Monday, November 15, 2004

Using mobile phones to take news pictures

A few months ago I toyed with the idea of giving online journalism students mobile phones with cameras built in, and sending them out to take web-ready images. At the time the idea was rejected because of the poor quality of images taken this way and, of course, cost.

But it seems things may be heading in this direction: the BBC reports that one tabloid newspaper in LA is giving photographers camera phones to catch celebrities, while some picture agencies are already paying for exclusive phone pictures.

The same article lists a number of stories where mobile phone photography featured. This included:
  • The daily Amsterdam newspaper De Telegraaf publishing a mobile phone-photo of murdered film maker Mr van Gogh's body taken moments after he was killed. The BBC quotes the editor as saying, "The picture was the story".
  • A flight from Switzerland to the Dominican Republic which turned around after someone took a picture of a piece of metal falling from the plane as it took off from Zurich (reported by the Swiss daily Le Matin).

  • Two crooks who robbed a bank in Denmark were snapped before they carried out the crime waiting for the doors of the building to be opened (reported by the Danish regional paper Aarhus Stiftstidende).
And while I'm lifting wholesale from that BBC article, it also gives some useful links to mobile photography blogs Reiter's Camera Phone Report and picturephoning.com, and 'moblogs' (that's a blog using mobile photography) BlueHereNow and Buzznet. Like most neologisms, 'moblog' is open to different interpretations - it could also include blogs posted remotely (ie. while mobile) via PDAs, email, or mobile phones (see About.com definition).

In a related story, how about this great photographic response to Bush's election victory at sorryeverybody.com? Here the half of America who voted for something less vague than 'moral values' express their sincere apologies to the rest of the world for messing up our lives and environment for another four years. In the true tradition of the Net, it didn't take long for a response from the unapologetic half. Quite a few images seem to consist of toddlers posed with pro-Bush statements, which I'll leave you to make your own conclusions about.

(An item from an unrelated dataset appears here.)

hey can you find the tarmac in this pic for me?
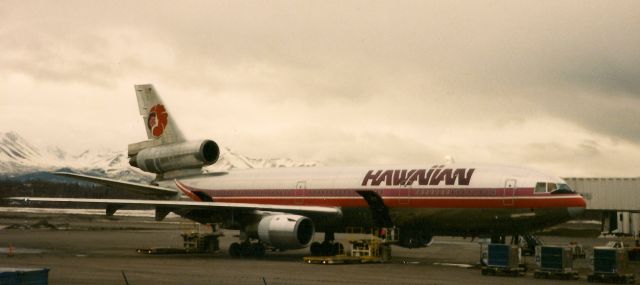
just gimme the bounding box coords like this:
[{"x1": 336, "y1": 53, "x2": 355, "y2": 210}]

UPDATE (16.Nov.04): In a timely move, the Consumer Electronics Association in America has issued a code of conduct regarding use of mobile phone cameras (PDF version here). This includes not using them where cameras are normally not allowed, and using 'discretion' when taking images of under-18s. The article that reports this move also mentions the fact that Saudi Arabia banned mobile phone cameras two years ago.

UPDATE 2 (18.Nov.04): Meanwhile, this Slashdot posting mentions a BBC news report that Privacy International is asking that all camera phones incorporate an automatic flash to prevent covert pictures being taken. The same posting mentions "In Korea, the government would like phones to make a loud sound when taking a picture".